Optus has admitted that nearly 2,700 Triple Zero calls failed during the company’s disastrous outage in November that left millions of people without coverage and halted connectivity to businesses, train networks, and hospitals.
The outage, and Optus’s lacklustre public response, led to a parliamentary hearing during which then-CEO Kelly Bayer Rosmarin – she resigned shortly after – said only 228 calls to Triple Zero failed while the network was down.
“We have done welfare checks on all of those 228 calls and, thankfully, everybody is okay,” Bayer Rosmarin said at the time.
But late on Tuesday afternoon, Optus admitted the problem with Triple Zero calls was over 10 times as big as Bayer Rosmarin had claimed.
An internal review showed “an additional 2,468 customers” tried unsuccessfully to call Triple Zero during the outage, Optus said in a statement.
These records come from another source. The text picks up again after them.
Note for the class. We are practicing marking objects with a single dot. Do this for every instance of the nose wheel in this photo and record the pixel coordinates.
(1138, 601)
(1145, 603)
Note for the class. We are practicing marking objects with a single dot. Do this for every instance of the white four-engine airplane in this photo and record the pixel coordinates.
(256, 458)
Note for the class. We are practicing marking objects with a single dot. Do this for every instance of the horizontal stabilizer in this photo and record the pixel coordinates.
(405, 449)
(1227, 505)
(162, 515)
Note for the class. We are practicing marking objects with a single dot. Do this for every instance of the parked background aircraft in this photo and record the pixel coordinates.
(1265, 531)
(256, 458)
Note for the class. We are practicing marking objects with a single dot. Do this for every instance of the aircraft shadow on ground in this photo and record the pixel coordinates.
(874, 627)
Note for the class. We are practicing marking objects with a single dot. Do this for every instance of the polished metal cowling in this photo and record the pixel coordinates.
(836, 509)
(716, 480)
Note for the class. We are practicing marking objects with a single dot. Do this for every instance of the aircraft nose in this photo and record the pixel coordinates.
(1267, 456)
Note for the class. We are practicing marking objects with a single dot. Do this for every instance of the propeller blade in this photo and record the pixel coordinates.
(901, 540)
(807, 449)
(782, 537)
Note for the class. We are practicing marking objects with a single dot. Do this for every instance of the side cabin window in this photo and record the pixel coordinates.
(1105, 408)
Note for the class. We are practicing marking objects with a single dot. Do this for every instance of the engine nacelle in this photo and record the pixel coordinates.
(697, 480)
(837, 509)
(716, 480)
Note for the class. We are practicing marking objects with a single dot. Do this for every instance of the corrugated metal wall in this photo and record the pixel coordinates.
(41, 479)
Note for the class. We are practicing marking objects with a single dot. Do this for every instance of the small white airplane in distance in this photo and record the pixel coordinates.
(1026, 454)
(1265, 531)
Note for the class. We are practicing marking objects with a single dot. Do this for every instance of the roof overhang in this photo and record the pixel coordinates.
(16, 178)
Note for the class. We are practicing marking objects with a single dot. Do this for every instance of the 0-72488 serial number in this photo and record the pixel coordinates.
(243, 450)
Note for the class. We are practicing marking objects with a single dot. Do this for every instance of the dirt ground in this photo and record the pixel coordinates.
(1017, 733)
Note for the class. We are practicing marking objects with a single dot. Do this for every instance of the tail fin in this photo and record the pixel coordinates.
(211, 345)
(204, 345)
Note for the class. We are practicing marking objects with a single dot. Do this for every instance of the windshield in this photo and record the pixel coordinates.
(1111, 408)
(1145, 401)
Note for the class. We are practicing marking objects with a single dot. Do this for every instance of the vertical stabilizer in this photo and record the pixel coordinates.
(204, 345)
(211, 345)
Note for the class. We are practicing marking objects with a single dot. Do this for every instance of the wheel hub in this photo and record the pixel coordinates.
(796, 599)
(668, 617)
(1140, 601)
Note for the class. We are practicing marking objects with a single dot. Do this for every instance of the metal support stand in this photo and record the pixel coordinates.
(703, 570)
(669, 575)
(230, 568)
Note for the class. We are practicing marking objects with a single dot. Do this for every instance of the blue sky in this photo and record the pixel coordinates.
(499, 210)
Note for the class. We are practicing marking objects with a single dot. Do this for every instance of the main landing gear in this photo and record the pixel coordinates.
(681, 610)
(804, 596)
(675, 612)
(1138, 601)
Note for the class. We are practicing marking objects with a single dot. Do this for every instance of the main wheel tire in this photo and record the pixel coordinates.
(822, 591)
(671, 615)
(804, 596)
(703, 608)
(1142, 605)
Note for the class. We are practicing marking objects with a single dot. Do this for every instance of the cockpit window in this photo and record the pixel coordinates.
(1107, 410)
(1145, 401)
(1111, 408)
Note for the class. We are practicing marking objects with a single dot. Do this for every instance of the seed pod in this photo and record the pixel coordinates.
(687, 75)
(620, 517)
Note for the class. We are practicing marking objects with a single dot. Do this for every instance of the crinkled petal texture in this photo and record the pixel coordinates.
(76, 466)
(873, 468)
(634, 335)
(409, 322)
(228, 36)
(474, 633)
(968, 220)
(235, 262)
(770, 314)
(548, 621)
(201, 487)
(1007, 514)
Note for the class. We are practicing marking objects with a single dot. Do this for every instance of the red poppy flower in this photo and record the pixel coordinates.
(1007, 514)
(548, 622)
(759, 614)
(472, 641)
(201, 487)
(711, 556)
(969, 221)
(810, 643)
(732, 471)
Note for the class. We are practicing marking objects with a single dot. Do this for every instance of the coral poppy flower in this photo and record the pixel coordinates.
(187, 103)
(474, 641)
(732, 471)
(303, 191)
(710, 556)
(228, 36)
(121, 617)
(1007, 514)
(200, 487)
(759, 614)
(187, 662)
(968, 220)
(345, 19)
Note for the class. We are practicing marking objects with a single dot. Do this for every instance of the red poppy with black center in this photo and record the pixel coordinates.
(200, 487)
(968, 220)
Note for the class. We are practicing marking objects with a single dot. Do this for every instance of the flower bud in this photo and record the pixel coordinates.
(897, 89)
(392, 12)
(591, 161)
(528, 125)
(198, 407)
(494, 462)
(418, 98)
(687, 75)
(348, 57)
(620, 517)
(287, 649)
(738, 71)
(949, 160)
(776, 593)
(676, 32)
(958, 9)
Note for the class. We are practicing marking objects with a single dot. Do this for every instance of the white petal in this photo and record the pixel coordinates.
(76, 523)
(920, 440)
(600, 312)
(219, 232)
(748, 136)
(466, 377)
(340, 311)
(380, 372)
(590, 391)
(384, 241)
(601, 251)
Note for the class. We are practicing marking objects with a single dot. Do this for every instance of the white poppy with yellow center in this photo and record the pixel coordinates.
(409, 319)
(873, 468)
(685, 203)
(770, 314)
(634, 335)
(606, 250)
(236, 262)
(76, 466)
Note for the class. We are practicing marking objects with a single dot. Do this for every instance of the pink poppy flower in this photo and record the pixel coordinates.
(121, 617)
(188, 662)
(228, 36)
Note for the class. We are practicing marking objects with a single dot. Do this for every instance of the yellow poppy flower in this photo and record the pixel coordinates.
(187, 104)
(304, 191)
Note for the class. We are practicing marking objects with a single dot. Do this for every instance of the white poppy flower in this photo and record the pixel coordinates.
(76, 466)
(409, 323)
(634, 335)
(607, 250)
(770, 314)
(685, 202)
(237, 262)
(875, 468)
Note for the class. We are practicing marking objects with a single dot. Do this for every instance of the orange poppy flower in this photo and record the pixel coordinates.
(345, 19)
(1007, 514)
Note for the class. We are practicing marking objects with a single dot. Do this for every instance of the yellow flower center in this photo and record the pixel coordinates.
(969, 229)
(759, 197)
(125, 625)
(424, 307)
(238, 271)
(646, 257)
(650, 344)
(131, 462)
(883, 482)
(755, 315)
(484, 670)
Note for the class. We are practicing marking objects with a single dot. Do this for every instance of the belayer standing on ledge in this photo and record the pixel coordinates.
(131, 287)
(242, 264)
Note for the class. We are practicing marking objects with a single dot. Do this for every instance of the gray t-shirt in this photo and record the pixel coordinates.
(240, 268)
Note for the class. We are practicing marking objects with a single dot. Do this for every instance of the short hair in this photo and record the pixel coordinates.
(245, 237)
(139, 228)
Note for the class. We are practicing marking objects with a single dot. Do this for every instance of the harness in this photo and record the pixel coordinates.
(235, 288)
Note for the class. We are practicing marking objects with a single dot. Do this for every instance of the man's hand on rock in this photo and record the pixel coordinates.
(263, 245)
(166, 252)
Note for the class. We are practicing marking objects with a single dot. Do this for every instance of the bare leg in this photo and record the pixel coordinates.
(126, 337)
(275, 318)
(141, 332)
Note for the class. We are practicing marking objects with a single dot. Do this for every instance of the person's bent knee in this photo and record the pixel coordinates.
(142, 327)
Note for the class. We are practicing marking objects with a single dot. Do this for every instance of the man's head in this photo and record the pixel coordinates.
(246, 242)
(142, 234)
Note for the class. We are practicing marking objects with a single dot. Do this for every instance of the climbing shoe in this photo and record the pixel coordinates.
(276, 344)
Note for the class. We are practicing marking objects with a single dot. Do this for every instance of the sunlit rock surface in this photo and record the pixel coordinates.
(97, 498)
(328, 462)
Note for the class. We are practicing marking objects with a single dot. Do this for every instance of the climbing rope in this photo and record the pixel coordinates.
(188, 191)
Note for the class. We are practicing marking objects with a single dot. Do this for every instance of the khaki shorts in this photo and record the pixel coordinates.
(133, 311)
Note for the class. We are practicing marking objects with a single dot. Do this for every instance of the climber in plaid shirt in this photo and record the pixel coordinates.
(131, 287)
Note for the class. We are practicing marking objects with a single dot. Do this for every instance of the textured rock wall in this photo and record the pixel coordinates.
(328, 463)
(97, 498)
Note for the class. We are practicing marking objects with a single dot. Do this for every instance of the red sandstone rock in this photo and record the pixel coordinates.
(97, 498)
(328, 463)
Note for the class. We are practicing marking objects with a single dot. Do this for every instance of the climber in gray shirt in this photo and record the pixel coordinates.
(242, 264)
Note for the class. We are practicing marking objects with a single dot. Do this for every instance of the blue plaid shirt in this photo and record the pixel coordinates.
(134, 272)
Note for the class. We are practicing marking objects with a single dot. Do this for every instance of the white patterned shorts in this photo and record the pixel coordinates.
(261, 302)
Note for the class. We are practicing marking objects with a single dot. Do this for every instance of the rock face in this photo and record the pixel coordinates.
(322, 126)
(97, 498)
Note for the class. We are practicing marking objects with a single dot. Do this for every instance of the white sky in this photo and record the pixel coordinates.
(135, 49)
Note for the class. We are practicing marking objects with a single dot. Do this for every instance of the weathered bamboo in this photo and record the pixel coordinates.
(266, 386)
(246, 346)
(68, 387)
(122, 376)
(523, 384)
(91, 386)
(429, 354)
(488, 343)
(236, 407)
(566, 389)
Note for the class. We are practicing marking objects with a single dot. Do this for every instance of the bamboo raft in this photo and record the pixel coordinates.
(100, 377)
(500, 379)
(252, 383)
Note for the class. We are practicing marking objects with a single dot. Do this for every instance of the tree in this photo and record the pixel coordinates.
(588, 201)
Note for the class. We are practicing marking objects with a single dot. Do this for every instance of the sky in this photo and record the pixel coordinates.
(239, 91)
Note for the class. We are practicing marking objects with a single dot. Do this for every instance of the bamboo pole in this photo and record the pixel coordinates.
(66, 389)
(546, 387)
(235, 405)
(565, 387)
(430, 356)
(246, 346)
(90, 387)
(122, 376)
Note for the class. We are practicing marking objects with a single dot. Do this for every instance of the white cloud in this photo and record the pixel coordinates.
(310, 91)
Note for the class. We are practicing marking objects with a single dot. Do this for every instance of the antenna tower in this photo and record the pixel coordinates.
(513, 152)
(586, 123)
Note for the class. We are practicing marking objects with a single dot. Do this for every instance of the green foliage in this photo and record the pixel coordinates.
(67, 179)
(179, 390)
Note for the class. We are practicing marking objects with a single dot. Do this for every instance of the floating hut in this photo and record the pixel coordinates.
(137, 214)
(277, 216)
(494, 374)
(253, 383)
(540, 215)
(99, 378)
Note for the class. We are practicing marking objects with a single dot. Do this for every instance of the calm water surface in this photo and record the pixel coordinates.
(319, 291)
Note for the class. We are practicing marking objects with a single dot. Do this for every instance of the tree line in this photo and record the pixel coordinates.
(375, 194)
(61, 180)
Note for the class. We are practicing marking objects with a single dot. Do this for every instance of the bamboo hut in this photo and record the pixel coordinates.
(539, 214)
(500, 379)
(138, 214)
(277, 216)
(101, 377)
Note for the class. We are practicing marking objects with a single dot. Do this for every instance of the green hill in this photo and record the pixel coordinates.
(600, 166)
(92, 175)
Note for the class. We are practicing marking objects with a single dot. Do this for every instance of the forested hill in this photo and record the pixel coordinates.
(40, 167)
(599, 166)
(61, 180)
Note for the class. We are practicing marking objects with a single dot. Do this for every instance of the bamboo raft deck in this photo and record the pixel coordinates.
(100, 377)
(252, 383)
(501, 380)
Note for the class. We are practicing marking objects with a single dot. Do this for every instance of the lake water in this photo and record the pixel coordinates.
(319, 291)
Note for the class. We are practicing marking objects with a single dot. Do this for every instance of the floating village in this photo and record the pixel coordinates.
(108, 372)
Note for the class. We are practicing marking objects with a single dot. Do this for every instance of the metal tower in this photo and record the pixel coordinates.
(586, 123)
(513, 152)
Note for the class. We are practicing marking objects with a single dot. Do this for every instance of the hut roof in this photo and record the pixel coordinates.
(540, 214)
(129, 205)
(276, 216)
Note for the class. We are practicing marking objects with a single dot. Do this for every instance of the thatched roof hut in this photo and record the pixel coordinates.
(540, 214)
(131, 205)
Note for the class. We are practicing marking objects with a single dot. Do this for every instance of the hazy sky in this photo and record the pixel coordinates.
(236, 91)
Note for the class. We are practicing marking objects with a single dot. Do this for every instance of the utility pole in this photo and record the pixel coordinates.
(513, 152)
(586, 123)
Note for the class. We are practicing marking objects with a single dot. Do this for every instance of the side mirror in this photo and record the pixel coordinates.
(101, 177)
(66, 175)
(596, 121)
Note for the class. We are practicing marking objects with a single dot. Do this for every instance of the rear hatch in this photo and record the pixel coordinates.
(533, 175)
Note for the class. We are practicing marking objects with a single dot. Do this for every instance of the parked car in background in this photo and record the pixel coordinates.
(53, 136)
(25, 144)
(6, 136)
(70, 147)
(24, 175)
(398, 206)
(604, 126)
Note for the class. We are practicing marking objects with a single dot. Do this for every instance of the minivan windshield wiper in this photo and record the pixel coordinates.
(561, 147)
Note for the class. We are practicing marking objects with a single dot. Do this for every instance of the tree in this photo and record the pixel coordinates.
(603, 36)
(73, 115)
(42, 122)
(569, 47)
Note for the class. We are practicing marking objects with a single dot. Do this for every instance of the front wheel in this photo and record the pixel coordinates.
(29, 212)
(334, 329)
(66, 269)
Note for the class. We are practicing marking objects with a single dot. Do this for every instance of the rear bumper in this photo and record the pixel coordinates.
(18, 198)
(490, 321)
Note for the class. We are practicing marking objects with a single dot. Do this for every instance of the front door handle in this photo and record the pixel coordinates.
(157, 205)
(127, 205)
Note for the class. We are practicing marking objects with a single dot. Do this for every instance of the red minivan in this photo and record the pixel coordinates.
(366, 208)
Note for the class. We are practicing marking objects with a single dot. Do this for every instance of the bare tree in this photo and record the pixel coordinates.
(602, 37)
Interim CEO Michael Venter said November’s outage was a serious failure from Optus that “did not meet the standards [of its] customers and the community".
“I offer my deepest apologies to all those customers who were unable to access Triple Zero services during the outage and did not receive a follow-up check from us,” he said.
“We are writing to each customer individually to apologise for this and provide the opportunity to discuss their specific circumstances and whether there is anything we can do to assist them further.”
All telcos are obligated to conduct welfare checks on anyone who failed to make an emergency call during a network outage.
Those checks can be as little as an SMS message or phone call that, if unanswered, lead to police being called out to the customer’s property.
Welfare checks were mandated following a 2018 Telstra outage that led to over 1,400 people being unable to reach Triple Zero.
According to a formal investigation into that outage, there was an instance when a person couldn’t call Triple Zero while their house was on fire and instead drove to their nearest fire station to sound the alarm.
Communications Minister Michelle Rowland said Optus’s initial failure to identify that nearly 2,500 extra customers had failed to get through to Triple Zero was “a deeply concerning development”.
“Optus has advised it will commence a process to contact impacted customers and the government has conveyed its expectation this occur expeditiously.”
Optus has not explained how there could be such a massive discrepancy between what it first reported and the updated figures it coughed up two-and-a-half months later.
A spokesperson said the telco will let a third party “undertake a review of our processes supporting our welfare check obligations”.
“We will commit to implement any recommendations of this independent review and share the findings with the [Australian Communications and Media Authority] ACMA and the Senate Committee.”